If it is, it should use a safe method. If it's not, it must use a UI 
that makes it clear that more than navigation is going to happen.

> We do have to use a non-idempotent method because a ping="" is 
> non-idempotent by definition.
> 
> The two concepts are orthogonal.

Following that line of argument you need a method which is safe and 
idempotent, which is not defined in RFC2616. Of course you could define one.

> I don't know how to make this any clearer, and I don't see anything in 
> what you are saying that contradicts this other than your assertions that 
> it isn't true.

I think you are reading more things into "idempotent" then you should.

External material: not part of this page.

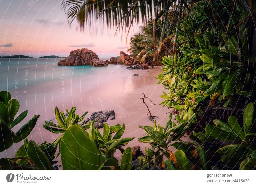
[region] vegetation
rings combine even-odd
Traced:
[[[85,124],[87,112],[80,117],[75,107],[66,110],[66,115],[56,107],[58,123],[46,121],[44,125],[62,133],[58,140],[40,145],[28,142],[31,130],[27,128],[31,128],[22,127],[16,134],[11,130],[16,122],[16,102],[2,92],[1,130],[8,134],[1,137],[1,149],[24,142],[16,157],[0,159],[1,169],[52,170],[59,147],[63,170],[255,170],[256,5],[245,0],[175,4],[166,0],[144,1],[137,7],[139,1],[128,1],[63,0],[63,4],[68,7],[69,23],[76,18],[81,30],[94,16],[129,32],[133,20],[146,23],[154,16],[131,39],[129,50],[140,62],[154,64],[162,57],[164,66],[157,78],[167,91],[160,104],[174,109],[175,114],[170,114],[164,128],[155,120],[153,126],[139,126],[146,134],[139,141],[151,147],[135,160],[139,165],[132,166],[131,149],[123,148],[134,139],[121,138],[124,124],[105,123],[101,133],[94,121]],[[156,9],[149,8],[155,5]],[[144,15],[137,16],[140,12]],[[163,56],[168,52],[171,55]],[[24,126],[34,126],[35,117]],[[186,135],[189,141],[184,140]],[[115,157],[117,149],[123,154],[120,165]]]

Of course idempotent requests can have side-effects; the interesting 
question is what kind of side effects these are. See 
<http://www.w3.org/Protocols/HTTP/1.1/rfc2616bis/issues/#i27> and 
<http://tech.groups.yahoo.com/group/rest-discuss/message/7387>, where 
Roy said:

"Just ignore the definition of idempotent in RFC 2616. Anything 
specified in HTTP that defines how the server shall implement the 
semantics of an interface method is wrong, by definition. What matters 
is the effect on the interface as expected by the client, not what 
actually happens on the server to implement that effect."

>> That concern could be addressed by making sure that accessing the same 
>> ping URI again could be detected, for example by adding a sequence or 
>> random number to it.
> 
> The whole point here is to make things simpler, and not require such 
> hacks and complications.

I was offering a workaround. As far as I can tell, it's not needed if 
Cache-Control is obeyed.

Do you have evidence that Cache-Control is broken in practice?

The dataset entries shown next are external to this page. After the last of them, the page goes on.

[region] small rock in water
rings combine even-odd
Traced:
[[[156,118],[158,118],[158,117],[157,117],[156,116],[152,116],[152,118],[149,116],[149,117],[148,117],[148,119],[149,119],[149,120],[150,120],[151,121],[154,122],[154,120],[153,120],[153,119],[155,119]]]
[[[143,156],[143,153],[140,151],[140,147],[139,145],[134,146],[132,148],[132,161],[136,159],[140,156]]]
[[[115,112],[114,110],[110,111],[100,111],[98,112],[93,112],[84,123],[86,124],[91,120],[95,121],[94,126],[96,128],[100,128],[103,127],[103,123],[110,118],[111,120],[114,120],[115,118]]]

>>> one of "idempotent" vs "non-idempotent". The problems with using a 
>>> non-idempotent request are that idempotent methods aren't supposed to 
>>> have side-effects, whereas the whole _point_ of this request is a 
>>> side-effect;
>> ...a side effect the user shouldn't be made accountable for...
> 
> POST doesn't mean the user is accountable.
> 
> 
>>> POST doesn't mean the user is accountable.
>> Oh yes, it does in general.
>>
>> "Implementors should be aware that the software represents the user in 
>> their interactions over the Internet, and should be careful to allow the 
>> user to be aware of any actions they might take which may have an 
>> unexpected significance to themselves or others." -- 
>> <http://tools.ietf.org/html/rfc2616#section-9.1.1>
> 
> This quote doesn't say that POST means the user is accountable.

Yes, it does. Sorry.

The UA represents me (the user) on the internet, and POST has completely 
vague semantics -- it's whatever the server implementor wants.

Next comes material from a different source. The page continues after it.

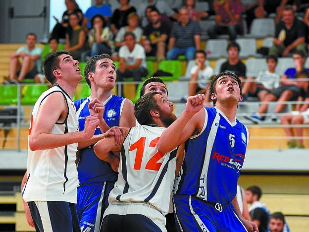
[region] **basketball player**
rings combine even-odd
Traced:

That the request was caused by the URI sitting in a ping attribute 
doesn't change it.

>> A server that receives a POST request has no way to decide how that 
>> method invocation was initiated; the fact that a/@ping caused it is not 
>> visible in the request.
> 
> We could add an HTTP header to make it obvious, if that would help. 
> However, it's rather moot, since you can already cause a Web page to 
> POST to a site without ping="" and without the user's knowledge.

Yes, but that's saying "it's already broken somewhere else, so it's ok". 
  I believe that's the wrong approach.

>> Whether a specific invocation of POST is safe or not does not depend on 
>> the HTML5 spec, but on the server that implements that resource.
>>
>> If a commercial site exposes a resource that, when being POSTed to (with 
>> an empty body), finishes a shopping transaction that will certainly not 
>> be "safe".
> 
> There is no security risk because this is only exposing a subset of 
> already-available capabilities (even with scripting disabled!).

Please educate me: how do I silently do a POST without having scripting 
enabled?


>> Side note: I'm not sure what the point is to post to two mailing lists, 
>> but to only want responses on one of them.
> 
> I cross-post when I reply to multiple e-mails sent to mulitple mailing 
> lists (since otherwise I'd be replying to a different list than the mail 
> was sent to). Please only reply to one, so as to prevent issues with 
> people who are not subscribed to both.

I don't think this works in practice -- doing so what leave one copy of 
mail without a follow-up, while indeed there was one. If you don't want 
things to be posted to multiple mailing lists, then please don't post to 
multiple mailing lists in the first place.